A couple of odd things: the Network.HTTP.Types module defines a bunch of constants for headers, but not hSetCookie.
As you can see, most of my module consists of lines pattern matching the Response type - it seems odd that there should be no smarter way of doing this.
As usual in Haskell the reader of documentation is assumed to always know how to put things together. Unfortunately I don't always know that. So here's how I added my module to the Main.hs of my application:
...
import NoCookies
app :: SpockCtxM ctx Pg.Connection session state ()
app = do
logger <- liftIO $ mkRequestLogger def { outputFormat = Apache FromFallback }
middleware logger
middleware $ gzip def
middleware (staticPolicy (addBase "static"))
middleware nocookies
...
EBR-I tour
This series of 5 "home videos" from a tour of one of the first nuclear reactors in the world, EBR-I, is fascinating:
- EBR1 Haroldsen Tour Part 1
- EBR1 Haroldsen Tour Part 2
- EBR1 Haroldsen Tour Part 3
- EBR1 Haroldsen Tour Part 4
- EBR1 Haroldsen Tour Part 5
Via Atlas Obscura.
Feedbase documentation #feedbase
Last year I created Feedbase, providing Atom/RSS-feeds via nntp.

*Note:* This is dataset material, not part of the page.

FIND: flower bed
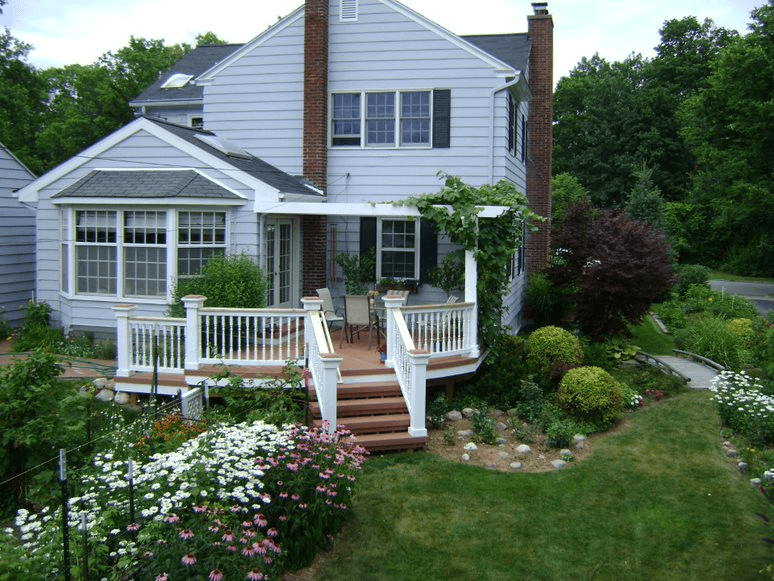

Today I finally got my act together and updated the documentation-page with a short section on how to set up Gnus, a screencast on how to use Feedbase in Thunderbird and a section on using slrn to access Feedbase.
I hope this will help anyone interested to get started. I'm enjoying Feedbase a lot.
Dear New York Times #email
This email address is perfectly valid - '+' is allowed in the local-part, i.e. before the '@' sign.
I ♥ Free Software #free software #ilovefs
Debian, GNU Emacs, Linux, Gnus, XMonad, Perl, Python, Apache, jabber.el, PostgreSQL, Xorg, git, GHC, LaTeX, Gimp, mpd, vlc, Firefox, etc. etc.